Karel trouvait Wil bien concerné par cette histoire. Bien plus que le garde, qui se contentait de les analyser d’un air songeur. Ils étaient donc indéniablement proches, autrefois.

Alors que Lya ne sut comment répondre, Whélos intervint en posant une main sur l’épaule de la jeune fille et regarda Wil dans les yeux.

— Il est vivant, si c’est ce que tu veux savoir. Nous te dirons tout ce que nous savons en temps voulu. Pour l’instant, il me semble que tu as de la famille à rassurer d’urgence, dont une personne qui ne peut vraiment plus attendre.

Wil prit sur lui, acquiesça sombrement et relâcha Lya. Karel ne put s’empêcher de remarquer la subtile expression du garde : une expression de malaise.

— Rentre vite à la maison, Wil. Et préparez-vous tous pour demain. Bonne journée.

Avant que qui que ce soit ait pu l’interroger davantage, il tourna les talons et les laissa sur place.

« Je le sens mal. » songea Karel, sombre.

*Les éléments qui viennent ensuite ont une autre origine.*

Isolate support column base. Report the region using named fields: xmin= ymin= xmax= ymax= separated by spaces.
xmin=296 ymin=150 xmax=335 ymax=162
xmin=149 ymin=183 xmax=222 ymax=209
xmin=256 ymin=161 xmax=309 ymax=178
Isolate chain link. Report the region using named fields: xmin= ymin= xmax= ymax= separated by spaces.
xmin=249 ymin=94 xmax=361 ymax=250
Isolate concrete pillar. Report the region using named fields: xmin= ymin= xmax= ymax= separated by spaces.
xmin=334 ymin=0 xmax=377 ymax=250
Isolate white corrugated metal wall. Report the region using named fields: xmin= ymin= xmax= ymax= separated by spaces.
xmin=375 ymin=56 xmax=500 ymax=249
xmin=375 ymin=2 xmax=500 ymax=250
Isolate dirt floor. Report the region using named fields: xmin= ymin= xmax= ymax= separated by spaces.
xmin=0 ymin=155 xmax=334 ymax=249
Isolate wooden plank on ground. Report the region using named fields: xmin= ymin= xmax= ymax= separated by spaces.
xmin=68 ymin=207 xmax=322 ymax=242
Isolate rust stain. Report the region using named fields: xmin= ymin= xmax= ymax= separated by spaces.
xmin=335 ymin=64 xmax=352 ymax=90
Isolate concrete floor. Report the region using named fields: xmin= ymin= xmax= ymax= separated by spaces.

Son intuition lui criait que quelque chose s’était produit. Le malaise s’empara de lui : Wil n’avait-il suffisamment souffert ? Qu’allait-il devoir encaisser, encore ? Sentant un mouvement de Lya, qui avait dû aussi remarquer son changement d’expression, Karel baissa le regard et lui intima par un geste discret de ne rien dire, les dents serrées de colère et de frustration.

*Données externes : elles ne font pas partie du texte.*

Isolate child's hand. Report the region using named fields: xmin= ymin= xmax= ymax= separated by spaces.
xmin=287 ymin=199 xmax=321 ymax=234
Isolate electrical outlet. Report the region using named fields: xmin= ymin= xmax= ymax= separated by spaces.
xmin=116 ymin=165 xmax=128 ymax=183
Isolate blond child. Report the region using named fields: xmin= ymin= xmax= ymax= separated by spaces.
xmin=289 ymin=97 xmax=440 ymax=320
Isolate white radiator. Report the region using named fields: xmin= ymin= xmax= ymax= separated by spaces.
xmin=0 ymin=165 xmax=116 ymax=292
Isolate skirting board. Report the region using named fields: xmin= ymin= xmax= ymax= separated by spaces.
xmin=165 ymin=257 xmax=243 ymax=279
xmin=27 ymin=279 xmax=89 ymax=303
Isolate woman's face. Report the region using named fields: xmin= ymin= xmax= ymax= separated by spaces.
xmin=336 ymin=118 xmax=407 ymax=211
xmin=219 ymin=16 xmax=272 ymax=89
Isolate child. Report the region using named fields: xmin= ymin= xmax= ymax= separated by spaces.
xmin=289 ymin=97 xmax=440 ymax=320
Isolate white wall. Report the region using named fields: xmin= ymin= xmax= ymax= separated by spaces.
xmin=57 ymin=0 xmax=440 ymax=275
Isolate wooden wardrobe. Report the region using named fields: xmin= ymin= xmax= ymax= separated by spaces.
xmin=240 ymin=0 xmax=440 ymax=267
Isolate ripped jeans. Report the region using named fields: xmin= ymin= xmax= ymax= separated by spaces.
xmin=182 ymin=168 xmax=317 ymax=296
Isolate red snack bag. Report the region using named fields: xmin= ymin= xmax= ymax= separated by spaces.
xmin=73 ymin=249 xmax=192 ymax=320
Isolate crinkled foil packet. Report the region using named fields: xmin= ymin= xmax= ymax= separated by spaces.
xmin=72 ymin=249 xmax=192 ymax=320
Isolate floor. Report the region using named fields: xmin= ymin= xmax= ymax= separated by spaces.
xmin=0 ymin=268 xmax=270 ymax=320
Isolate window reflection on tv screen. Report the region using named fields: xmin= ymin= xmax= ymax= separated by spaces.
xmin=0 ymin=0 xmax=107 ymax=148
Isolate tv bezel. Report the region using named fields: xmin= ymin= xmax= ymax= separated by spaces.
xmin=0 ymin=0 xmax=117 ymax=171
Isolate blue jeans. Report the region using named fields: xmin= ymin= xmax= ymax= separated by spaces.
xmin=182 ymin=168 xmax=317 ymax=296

« Si ça se trouve, je me fais des idées, comme souvent. Nous venons de survivre à un enchaînement de dangers mortels. Mon esprit doit être encore perturbé, voilà, c’est ça… » tenta-t-il de se convaincre.

Mais son intuition s’entêta à lui hurler le contraire. Alors qu’il se demandait comment dissimuler son expression angoissée, les doigts de sa sœur se glissèrent dans sa main, qu’elle serra comme pour lui redonner courage. Karel apprécia cette chaleur et referma ses doigts sur la main de Lya. Grâce à sa présence, il trouva la force d’inspirer, et de reprendre contenance. Ce n’était pas le moment d’alerter leur ami. Dans quelques instants, Wil aurait bien plus besoin de soutien que d’encaisser le mal-être des autres. Il avait tant attendu ce moment, ce retour désespéré chez les siens.

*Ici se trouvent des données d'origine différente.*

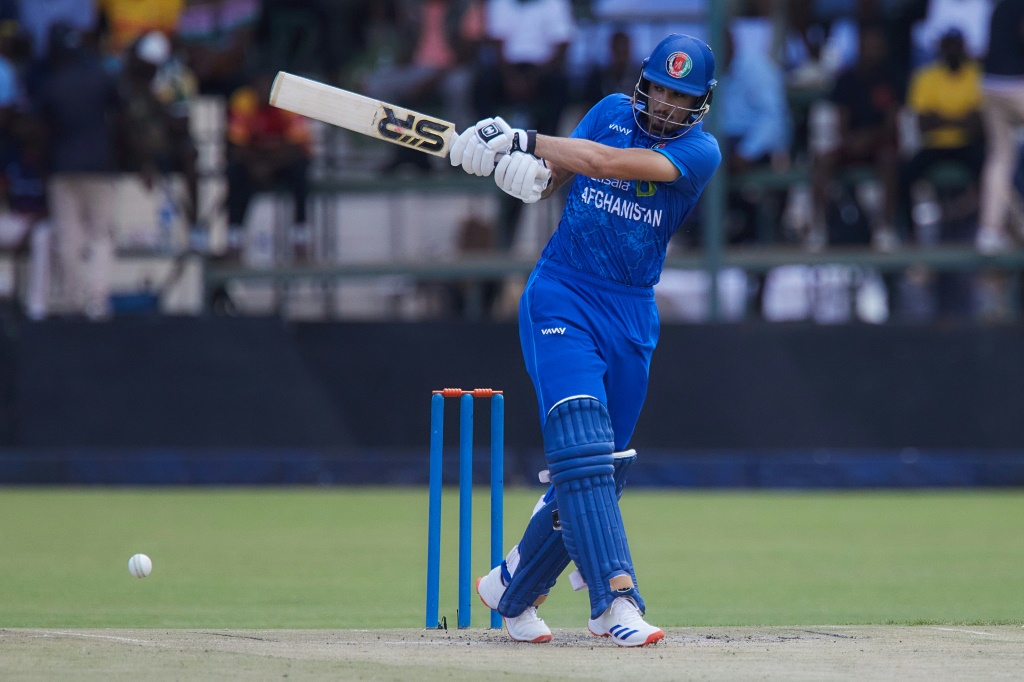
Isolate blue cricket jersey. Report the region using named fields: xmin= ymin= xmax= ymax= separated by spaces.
xmin=542 ymin=94 xmax=722 ymax=287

Le cœur de Karel se serra davantage quand la joie illumina enfin le visage de Wil, qui s’empressa de les mener jusqu’à chez lui. Il aurait tant souhaité partager sa joie !

Leur groupe attirait les regards. De nombreuses personnes cessèrent leurs activités et s’agitèrent, à la fois à la vue d’étrangers parmi eux, et aussi sur ce retour improbable de l’un des leurs. Le nom de Wil fut bientôt sur toutes les lèvres, accompagné d’une expression de soulagement sincère.

Après avoir passé plusieurs maisons blanches au toit rond entourés de petites arches et de colonnes, Wil se dirigea vers l’une d’elle de manière précise. Dès qu’ils furent à quelques mètres de celle-ci, un homme de forte carrure, deux fois plus large que Wil, sortit avec précipitation de la maison, descendit du perron et accourut vers lui les bras ouverts. Les larmes aux yeux, Wil courut se jeter dans ses bras.

— Oncle Sinbad ! s’écria-t-il avec émotion.

— Wil, mon garçon !

Les deux hommes s’étreignirent avec émotion dans les bras. Le dénommé Sinbad était si grand et large que même Wil semblait être une brindille à côté. Son oncle le dépassait d’une bonne tête, avait des cheveux noirs de jais et portait une barbe noire qui se posait jusque sur le haut de son torse. Sa peau était burinée par le soleil, ce qui rendait ses traits encore plus durs, ce qui contrastait beaucoup avec son expression chaleureuse.

— Tu es vivant ! s’écria-t-il. Par les Dragons, quand j’ai su que la malédiction avait obligé Némésis à démonter la mer, je n’ai plus eu de nouvelles ! J’ai bien cru que tu étais mort !

Wil se replaça sur pieds et se dégagea doucement.

— Je suis désolé de t’avoir causé autant de soucis, mon oncle. Mais regarde ! Je suis bel et bien là !

— C’est le plus important, fiston. Enfin une bonne nouvelle !

L’expression de Wil s’assombrit.

— L’état de Maman ne s’est pas arrangé, n’est-ce pas ? Mais tout va bien ! Regarde ! J’ai trouvé quelqu’un qui pourra peut-être la sauver !

— Wil…

Sinbad baissa les yeux. Wil devint livide.

— Non… Ne me dis pas que… que…

— …Je suis désolé, Wil, reprit lentement Sinbad. Mais la nouvelle de ta disparition a ébranlé ta pauvre mère. Elle est morte, mon garçon.